Galina kept her head down and tried not to hurry as she made her way out of Maiden, past the streams of white-clad men and women carrying empty buckets into the town and full buckets back out. She did not want to attract attention, not without that cursed belt and necklace. She had donned the things when she dressed in the night, while Therava was still asleep, but it had been such a pleasure to remove them and hide them with the clothes and other things she had secreted away for her escape that she could not resist. Besides. Therava would have been angered to wake and find her missing. She would have ordered a watch for her “little Lina,” and everyone marked her by those jewels. Well, they would pay to help her return to the Tower, now, return to her rightful place. That arrogant Faile and the other fools were dead or asgood as, and she was free. She stroked the rod, hidden in her sleeve, and shivered with delight. Free!
She did hate leaving Therava alive, but if anyone had entered the woman’s tent and found her with a knife through her heart. Galina would have been the first suspect. Besides… Images rose in her head, of her bending stealthily over the sleeping Therava, the woman’s own belt knife in hand, of Therava’s eyes snapping open, meeting hers in the darkness, of her screaming, of her hand opening nervelessly to drop the knife, of her begging, of Therava… No. No! It would not have been that way. Certainly not! She had left Therava alive of necessity, not because she was… Not for any other reason.

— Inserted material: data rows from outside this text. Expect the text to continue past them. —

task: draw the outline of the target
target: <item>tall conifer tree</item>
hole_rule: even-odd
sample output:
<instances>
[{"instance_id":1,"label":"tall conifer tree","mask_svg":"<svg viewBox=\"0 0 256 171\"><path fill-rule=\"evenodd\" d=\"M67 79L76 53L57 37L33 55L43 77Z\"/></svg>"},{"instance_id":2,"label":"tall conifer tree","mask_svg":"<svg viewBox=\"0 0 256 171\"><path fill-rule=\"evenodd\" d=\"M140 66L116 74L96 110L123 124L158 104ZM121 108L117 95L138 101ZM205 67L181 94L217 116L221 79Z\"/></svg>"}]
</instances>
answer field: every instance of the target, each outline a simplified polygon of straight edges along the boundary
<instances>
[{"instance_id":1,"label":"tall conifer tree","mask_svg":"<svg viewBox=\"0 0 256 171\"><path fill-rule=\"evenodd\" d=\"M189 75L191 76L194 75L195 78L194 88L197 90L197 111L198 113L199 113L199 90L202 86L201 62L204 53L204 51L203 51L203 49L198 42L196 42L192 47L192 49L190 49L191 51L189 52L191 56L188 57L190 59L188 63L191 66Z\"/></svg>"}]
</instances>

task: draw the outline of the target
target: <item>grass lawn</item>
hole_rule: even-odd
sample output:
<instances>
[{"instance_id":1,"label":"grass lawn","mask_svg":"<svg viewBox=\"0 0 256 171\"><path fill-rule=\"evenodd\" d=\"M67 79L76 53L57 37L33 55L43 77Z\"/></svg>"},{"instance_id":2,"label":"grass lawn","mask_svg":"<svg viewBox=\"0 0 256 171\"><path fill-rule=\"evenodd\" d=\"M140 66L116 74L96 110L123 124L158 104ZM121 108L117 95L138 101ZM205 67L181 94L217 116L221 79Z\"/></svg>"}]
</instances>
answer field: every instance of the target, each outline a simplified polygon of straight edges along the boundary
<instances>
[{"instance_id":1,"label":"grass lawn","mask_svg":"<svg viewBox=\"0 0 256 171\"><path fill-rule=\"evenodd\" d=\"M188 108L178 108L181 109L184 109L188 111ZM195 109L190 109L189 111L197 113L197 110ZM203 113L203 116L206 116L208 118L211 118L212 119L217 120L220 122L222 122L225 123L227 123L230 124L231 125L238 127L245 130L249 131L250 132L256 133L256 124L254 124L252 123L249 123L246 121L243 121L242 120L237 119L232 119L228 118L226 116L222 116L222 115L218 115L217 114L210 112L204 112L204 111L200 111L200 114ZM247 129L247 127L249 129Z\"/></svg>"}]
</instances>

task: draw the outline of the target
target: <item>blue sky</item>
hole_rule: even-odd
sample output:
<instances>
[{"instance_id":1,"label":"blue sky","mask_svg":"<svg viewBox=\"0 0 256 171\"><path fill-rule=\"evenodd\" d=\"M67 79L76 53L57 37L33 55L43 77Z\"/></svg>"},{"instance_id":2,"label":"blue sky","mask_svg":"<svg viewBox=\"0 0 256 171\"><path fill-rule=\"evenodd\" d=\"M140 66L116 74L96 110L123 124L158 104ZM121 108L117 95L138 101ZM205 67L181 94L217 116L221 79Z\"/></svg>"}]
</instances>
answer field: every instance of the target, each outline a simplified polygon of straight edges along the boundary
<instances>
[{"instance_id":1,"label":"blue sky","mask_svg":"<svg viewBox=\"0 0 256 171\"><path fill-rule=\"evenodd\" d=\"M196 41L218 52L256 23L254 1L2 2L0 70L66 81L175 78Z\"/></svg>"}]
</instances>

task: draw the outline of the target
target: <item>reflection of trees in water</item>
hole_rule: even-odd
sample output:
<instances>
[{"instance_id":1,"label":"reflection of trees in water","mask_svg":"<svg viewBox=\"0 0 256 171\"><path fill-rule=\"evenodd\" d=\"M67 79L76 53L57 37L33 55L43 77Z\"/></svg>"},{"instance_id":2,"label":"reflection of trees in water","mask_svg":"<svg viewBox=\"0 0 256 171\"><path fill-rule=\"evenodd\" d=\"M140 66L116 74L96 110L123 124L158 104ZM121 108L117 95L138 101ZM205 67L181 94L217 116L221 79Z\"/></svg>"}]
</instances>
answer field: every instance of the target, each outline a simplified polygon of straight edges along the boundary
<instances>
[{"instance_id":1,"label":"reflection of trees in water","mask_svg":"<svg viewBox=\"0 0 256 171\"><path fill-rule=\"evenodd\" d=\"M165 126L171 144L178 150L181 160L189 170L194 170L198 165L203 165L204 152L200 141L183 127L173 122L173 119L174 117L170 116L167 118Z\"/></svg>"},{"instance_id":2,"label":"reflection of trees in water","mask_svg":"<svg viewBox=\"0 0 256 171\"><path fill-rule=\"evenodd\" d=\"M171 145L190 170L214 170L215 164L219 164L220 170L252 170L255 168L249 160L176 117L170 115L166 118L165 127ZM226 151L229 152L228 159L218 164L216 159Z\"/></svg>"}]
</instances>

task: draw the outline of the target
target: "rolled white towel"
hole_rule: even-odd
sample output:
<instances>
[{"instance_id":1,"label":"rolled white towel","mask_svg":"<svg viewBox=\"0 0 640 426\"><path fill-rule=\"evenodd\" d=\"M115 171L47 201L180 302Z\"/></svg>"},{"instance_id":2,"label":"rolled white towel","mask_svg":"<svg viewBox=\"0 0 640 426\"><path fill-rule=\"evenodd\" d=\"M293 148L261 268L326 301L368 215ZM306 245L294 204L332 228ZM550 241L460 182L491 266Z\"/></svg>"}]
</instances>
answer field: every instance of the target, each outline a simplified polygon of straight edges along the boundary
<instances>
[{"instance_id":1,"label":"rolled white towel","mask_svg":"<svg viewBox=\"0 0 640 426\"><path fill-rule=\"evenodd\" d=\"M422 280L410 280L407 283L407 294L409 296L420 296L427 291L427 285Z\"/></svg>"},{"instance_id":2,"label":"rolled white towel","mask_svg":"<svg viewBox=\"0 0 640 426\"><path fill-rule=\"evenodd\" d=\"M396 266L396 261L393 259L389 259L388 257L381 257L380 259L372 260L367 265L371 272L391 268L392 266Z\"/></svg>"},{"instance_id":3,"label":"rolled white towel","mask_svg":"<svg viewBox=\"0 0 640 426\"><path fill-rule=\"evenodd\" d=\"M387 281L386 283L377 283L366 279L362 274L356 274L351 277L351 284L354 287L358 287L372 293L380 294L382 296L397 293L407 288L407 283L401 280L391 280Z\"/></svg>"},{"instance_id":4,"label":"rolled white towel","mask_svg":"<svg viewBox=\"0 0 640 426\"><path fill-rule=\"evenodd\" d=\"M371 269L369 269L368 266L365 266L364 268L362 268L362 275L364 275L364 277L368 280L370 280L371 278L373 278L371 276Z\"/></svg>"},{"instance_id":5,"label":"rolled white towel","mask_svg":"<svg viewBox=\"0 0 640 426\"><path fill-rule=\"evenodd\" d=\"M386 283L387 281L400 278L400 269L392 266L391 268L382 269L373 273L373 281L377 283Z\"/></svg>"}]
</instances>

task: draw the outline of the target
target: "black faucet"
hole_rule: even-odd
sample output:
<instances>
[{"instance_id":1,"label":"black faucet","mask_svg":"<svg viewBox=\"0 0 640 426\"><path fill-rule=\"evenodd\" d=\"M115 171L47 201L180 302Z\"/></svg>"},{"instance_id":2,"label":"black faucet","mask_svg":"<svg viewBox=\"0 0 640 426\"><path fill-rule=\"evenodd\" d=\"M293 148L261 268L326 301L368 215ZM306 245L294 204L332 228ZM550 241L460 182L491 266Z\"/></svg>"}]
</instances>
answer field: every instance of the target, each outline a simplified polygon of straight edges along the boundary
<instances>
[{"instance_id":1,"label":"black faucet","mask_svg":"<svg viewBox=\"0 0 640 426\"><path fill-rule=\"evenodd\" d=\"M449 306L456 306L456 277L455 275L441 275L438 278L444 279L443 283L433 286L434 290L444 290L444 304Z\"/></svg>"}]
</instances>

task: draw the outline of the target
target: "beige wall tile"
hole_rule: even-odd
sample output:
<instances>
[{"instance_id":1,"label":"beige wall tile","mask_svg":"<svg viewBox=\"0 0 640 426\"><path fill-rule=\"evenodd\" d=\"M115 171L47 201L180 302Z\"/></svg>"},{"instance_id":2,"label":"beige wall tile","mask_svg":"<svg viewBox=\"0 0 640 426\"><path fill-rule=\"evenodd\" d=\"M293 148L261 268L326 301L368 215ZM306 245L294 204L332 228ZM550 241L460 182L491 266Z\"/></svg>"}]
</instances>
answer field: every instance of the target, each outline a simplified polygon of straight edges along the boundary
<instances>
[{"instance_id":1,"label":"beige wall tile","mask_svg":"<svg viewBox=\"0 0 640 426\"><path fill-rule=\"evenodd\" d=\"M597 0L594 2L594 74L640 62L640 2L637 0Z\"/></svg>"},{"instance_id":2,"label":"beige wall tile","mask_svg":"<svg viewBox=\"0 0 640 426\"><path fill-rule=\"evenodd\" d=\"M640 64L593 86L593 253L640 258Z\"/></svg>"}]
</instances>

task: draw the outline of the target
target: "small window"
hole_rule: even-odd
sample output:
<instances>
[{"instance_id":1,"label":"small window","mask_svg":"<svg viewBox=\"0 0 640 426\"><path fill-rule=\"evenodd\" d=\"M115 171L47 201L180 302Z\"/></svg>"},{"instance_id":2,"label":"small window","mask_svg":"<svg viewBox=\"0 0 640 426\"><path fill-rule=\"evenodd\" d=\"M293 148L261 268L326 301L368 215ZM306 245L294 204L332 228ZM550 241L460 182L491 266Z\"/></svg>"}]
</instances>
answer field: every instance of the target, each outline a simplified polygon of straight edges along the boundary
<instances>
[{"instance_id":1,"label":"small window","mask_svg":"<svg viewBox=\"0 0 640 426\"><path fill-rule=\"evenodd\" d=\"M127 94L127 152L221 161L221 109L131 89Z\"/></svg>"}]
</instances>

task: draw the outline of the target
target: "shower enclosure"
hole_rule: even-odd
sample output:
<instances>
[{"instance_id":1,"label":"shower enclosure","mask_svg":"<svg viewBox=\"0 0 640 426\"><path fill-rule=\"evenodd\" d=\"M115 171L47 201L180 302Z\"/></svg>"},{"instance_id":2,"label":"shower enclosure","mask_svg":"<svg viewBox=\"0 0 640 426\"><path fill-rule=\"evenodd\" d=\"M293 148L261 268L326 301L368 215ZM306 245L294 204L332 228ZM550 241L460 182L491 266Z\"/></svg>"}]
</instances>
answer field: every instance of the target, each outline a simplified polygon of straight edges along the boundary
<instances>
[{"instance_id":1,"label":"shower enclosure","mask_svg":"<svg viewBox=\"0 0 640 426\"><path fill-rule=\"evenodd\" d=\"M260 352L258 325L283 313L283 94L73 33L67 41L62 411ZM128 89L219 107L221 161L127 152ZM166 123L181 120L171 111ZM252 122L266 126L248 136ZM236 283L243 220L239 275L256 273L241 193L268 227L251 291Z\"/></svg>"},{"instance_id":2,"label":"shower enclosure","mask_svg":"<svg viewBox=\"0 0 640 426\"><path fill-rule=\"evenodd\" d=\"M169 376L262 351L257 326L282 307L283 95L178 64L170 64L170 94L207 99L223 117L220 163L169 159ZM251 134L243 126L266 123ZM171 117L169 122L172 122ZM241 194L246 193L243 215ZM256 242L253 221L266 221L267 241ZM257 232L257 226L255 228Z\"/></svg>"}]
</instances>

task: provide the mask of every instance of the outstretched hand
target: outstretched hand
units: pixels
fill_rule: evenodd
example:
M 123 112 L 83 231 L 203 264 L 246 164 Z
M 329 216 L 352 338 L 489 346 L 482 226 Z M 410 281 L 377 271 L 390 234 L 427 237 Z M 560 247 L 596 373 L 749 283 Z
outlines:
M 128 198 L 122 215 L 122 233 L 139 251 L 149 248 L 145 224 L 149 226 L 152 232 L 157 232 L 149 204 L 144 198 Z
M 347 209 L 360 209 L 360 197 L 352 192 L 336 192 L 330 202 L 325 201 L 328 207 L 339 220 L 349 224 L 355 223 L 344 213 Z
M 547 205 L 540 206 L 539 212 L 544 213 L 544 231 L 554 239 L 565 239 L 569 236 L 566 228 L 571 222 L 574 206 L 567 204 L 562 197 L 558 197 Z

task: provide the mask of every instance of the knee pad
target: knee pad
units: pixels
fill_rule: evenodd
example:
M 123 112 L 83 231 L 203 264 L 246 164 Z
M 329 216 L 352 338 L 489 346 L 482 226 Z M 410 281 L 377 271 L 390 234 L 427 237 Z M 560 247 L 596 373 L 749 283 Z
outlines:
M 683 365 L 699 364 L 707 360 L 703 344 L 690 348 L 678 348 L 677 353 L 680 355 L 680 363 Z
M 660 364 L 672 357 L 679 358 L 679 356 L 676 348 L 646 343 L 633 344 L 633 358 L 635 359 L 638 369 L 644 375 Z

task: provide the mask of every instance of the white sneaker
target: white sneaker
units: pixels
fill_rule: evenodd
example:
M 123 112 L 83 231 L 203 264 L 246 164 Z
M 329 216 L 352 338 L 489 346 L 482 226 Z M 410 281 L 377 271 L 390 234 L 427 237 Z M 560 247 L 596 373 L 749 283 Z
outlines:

Suddenly wolves howled, wolves in every direction, a dozen or more. Her feet stopped of their own accord. A motley collection of tents surrounded her, walled tents, peaked tents, low Aiel tents. She had walked right through the gai’shain portion of the camp without realizing it. Her eyes rose to the ridge west of Maiden, and she flinched. Thick fog curled along the whole length of it, concealing the trees as far as she could see in either direction. The town walls hid the ridge to the east, yet she was sure there would be thick fog there, too. The man had come! The Great Lord preserve her, she had been just in time. Well, he would not find his fool wife even if he managed to survive whatever he was about to try, nor would he find Galina Casban.
Thanking the Great Lord that Therava had not forbidden her to ride—the woman had much preferred dangling the possibility that she might be allowed, if she groveled sufficiently—Galina hurried toward her hidden stores. Let the fools who wanted to die here, die. She was free. Free!